In 1942, Enrico Fermi and other scientists at the University of Chicago made a major advance in the development of the atomic bomb. In laboratories under the university's football stands, they produced the first controlled chain reaction that created nuclear energy. Today, Illinois ranks as an international center for the study of the atom. Scientists from throughout the world come to the state to do research at the Fermi National Accelerator Laboratory. This laboratory, near Chicago, contains one of the largest atom smashers in the world.
The land of Illinois, part of the great Midwestern Corn Belt, has helped make the state rich. Illinois ranks among the leading states in agriculture. And beneath its fertile plains lie the country's largest beds of bituminous (soft) coal. But most Illinois workers are employed in service industries, which include education, health care, and retail trade. Illinois also ranks among the top manufacturing states. The production of machinery is the leading manufacturing activity in Illinois.
The fur trade with Indians first made Illinois commercially important during the late 1600's. Traders paddled canoes filled with furs down the Chicago River to Lake Michigan. The pelts were then transported in wooden sailing ships. Today, ocean freighters arrive from the Atlantic Ocean through the St. Lawrence Seaway and the Great Lakes, and carry Illinois products to many parts of the world. Busy river barges transport cargo on the Illinois Waterway, which links with the Mississippi River and the Gulf of Mexico.
The fine recreation facilities of Illinois attract millions of visitors each year. Picnickers, hikers, and bicycle riders enjoy Cook County's forest preserves and lakefront. Hunters shoot deer, pheasants, quail, rabbits, and turkeys in Illinois's hunting grounds. Lake Michigan and many smaller lakes throughout the state are popular for boating, fishing, and swimming. The Mississippi, Ohio, and Wabash rivers, along the borders of Illinois, are major recreation sites. The Shawnee Hills of southern Illinois and the rolling hills of Jo Daviess County in northwestern Illinois have beautiful scenery.

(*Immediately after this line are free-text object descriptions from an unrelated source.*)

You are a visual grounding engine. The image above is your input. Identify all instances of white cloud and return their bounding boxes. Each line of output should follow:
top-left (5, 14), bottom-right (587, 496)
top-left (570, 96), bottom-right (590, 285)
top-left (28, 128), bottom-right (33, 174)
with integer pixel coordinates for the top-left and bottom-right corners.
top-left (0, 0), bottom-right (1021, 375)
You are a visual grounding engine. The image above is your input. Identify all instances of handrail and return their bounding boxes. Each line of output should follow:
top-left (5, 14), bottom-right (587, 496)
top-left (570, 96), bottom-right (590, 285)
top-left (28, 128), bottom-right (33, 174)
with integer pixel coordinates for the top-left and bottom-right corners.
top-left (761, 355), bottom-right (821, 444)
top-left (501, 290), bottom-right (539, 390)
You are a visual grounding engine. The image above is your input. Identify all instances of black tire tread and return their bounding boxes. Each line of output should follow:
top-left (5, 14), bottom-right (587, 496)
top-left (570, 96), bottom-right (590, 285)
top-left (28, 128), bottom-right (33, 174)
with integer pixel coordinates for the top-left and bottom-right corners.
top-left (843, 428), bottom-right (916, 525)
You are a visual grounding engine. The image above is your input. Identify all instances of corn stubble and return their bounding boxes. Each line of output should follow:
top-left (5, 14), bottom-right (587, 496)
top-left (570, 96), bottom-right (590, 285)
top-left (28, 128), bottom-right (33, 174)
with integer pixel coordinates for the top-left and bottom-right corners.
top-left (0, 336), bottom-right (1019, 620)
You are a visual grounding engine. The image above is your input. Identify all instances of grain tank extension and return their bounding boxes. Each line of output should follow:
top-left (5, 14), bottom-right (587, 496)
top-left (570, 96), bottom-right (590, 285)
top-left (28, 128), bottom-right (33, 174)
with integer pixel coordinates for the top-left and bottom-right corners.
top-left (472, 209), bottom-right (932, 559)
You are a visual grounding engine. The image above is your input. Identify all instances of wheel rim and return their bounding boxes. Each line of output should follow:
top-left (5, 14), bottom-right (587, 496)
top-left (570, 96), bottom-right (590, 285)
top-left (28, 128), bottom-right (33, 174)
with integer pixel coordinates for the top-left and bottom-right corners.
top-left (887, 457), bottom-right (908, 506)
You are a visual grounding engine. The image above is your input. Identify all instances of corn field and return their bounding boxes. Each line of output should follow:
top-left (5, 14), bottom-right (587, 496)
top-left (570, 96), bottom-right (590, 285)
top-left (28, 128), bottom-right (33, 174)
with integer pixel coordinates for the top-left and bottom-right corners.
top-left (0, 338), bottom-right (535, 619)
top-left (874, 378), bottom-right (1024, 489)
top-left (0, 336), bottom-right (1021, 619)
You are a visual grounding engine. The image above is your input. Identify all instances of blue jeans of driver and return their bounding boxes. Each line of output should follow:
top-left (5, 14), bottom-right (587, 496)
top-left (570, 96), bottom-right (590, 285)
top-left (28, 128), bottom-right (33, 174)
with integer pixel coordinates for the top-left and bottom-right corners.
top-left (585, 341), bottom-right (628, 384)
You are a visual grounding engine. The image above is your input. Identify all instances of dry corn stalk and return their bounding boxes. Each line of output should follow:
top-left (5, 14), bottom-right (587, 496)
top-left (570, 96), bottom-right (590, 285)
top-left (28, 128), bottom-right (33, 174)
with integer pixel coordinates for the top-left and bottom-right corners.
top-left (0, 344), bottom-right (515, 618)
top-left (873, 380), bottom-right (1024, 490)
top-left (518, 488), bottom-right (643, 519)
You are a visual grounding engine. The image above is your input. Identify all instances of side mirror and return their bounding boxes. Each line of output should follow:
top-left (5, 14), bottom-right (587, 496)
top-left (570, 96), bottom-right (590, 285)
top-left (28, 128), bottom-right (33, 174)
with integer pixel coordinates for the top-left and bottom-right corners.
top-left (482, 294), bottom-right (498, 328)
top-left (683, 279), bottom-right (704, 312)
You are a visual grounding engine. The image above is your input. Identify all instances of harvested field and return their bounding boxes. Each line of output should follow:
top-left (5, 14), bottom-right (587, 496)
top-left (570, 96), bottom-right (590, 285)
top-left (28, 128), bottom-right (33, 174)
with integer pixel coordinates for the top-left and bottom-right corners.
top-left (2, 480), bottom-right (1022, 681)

The first Europeans in the Illinois region were probably the French explorers Louis Jolliet and Jacques Marquette, who arrived in 1673. The French settlers who came after Jolliet and Marquette named the region for the Illinois, or Illini, Indians. These Indians formed a group of united tribes that lived in the area before the European settlers came. The Indians called themselves Iliniwek (superior men). The name Illinois came from the French settlers' spelling and pronunciation of Iliniwek.